Here’s what we get if we only allow eight colors per horizontal line. The color averaging effect is really pronounced:

ara4

And here’s 3 colors per 90×90 cell:
ara6

The best part about this paper is the discussion of applications. For 24fps video interlaced at 320×480, they say, you would need a transfer rate of 470 kb/s. Current microcomputers have a transfer rate of 625 kb/s, so this is well within the realm of possibility. Today’s standard 30 megabyte hard drives could therefore store around 60 seconds of animation!

Apart from the obvious benefits of digital video like no copy degradation and multiple resolutions, you can save space when panning a scene by simply transmitting the edge in the direction of the pan!

You can even use CCC for electronic shopping. Since the images are so small and decoding so simple, you can make cheap terminals in great quantities, transmit images from a central location and provide accompanying audio commentary via cable!

In addition to one-to-many applications, you can have one-to-one electronic, image based communication. In just one minute on a 9600bps phone connection, a graphic arts shop can transmit a 640×480 image to clients for approval and comment.

You can even do many-to-many teleconferencing! Imagine the ability to show the speaker’s face, or a drawing they wish to present to the group on simple consumer hardware!
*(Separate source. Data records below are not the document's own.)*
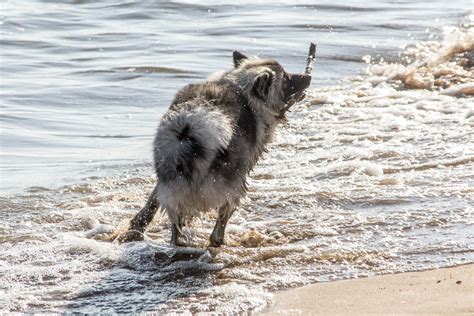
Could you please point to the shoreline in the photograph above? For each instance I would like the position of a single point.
(438, 291)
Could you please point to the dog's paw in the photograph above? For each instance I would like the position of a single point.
(129, 236)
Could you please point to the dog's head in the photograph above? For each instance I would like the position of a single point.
(265, 81)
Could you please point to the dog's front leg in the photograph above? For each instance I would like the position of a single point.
(140, 222)
(217, 236)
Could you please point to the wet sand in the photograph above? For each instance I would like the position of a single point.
(444, 291)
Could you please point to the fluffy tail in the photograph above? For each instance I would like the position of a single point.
(187, 142)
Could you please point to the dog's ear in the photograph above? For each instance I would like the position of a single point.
(262, 84)
(238, 58)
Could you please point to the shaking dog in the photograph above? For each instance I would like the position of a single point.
(211, 138)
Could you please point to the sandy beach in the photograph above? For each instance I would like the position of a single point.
(442, 291)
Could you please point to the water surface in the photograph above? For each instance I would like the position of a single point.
(373, 173)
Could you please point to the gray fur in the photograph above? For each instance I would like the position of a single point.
(211, 138)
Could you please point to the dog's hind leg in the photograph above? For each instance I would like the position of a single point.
(217, 236)
(140, 222)
(175, 233)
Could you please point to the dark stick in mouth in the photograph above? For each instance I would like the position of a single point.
(311, 58)
(307, 71)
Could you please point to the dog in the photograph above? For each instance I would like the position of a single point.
(211, 138)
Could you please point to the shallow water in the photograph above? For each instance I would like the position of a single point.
(373, 174)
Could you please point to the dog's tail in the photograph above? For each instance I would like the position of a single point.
(187, 142)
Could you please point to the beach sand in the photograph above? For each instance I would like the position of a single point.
(442, 291)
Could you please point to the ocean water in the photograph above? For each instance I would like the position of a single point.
(373, 174)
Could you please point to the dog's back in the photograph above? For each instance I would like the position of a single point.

Truly, the future is amazing.


Here’s the JuicyPixel based Haskell implementation I used. It doesn’t actually encode the image, it just simulates the degradation. Ironically, this version is slower than the authors’ original, even though the hardware is five or six orders of magnitude faster!

Apart from the parameterization, I added two other improvements: Firstly, instead of the naive RGB based average suggestion in the paper, it uses the YCrCb average. Second, instead of choosing the palette from the original image, it chooses it from the averages. This doesn’t matter much for colorful photograph, but gives better results for images lacking gradients.